The MITRE ATT&CK Framework notes that adversaries may use an "existing, legitimate external Web service" to download malware, conduct phishing attacks, exfiltrate data, or communicate with a C2 server and often mask this traffic with SSL/TLS encryption. This underscores the importance of inspecting encrypted traffic, at least for trusted domains that may communicate freely out from the organization.

SSL/TLS inspection is worthy of further exploration here. As mentioned, many of the most widely-used, legitimate productivity enablement tools do not consider it their responsibility to inspect the data flowing in and out of their tools. Cybercriminals have taken advantage of this fact to use them for smuggling corporations’ own data out from their networks for use as they see fit.

Along with SSL inspection, deception can be a powerful tool in discovering LOTS attacks because it addresses the difficult, top portion of the Pyramid of Pain. “Negative trust,” as a colleague of mine calls it, using honeypots and lures in front of users behaving suspiciously can quickly separate legitimate actors from those with ulterior motives by using something like a beacon file.

Ultimately, security administrators will overcome this problem the same as they have with previous ones.
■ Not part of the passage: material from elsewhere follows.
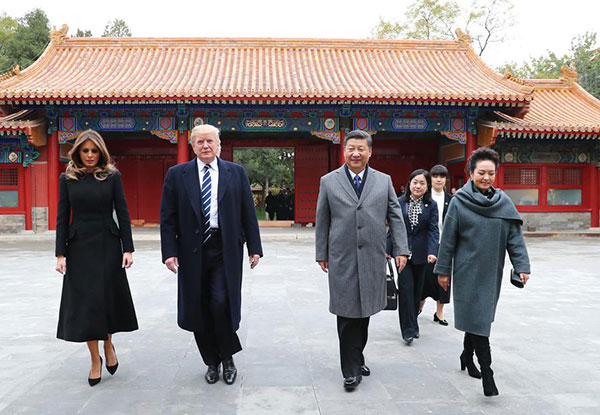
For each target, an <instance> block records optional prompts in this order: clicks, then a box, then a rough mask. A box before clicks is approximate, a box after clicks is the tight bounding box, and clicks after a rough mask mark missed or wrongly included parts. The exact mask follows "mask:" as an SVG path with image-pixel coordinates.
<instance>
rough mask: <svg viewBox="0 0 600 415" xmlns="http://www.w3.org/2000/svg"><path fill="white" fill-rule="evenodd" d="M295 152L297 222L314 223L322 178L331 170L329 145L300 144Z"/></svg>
mask: <svg viewBox="0 0 600 415" xmlns="http://www.w3.org/2000/svg"><path fill="white" fill-rule="evenodd" d="M295 152H296V154H295V165H294V176H295V179H294V183H295V185H294V186H295V189H294V191H295V202H294V203H295V212H296V213H295V222H296V223H314V222H315V215H316V211H317V198H318V196H319V183H320V179H321V176H323V175H325V174H327V173H328V172H329V146H328V144H327V143H322V144H321V143H319V144H312V145H298V146H296V148H295Z"/></svg>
Namely, by:

  • Knowing who and what they are up against by understanding threat actors’ tactics themselves with this new preference among threat actors
  • "Risk hunting," or mapping known TTPs onto an organization's existing defenses and using that understanding to close any gaps discovered.
  • Focusing on data protection over URL filtering, and using behavioral monitoring to protect what today’s cyber criminals tend to target most: customer data, intellectual property, and extortion material.

A CISO’s education is ongoing. It’s critical we recognize this pattern of moving away from malware as growing sophistication and tenacity from those who are able to access our systems. In the best spirit of zero trust, it's time to “never trust, always verify.”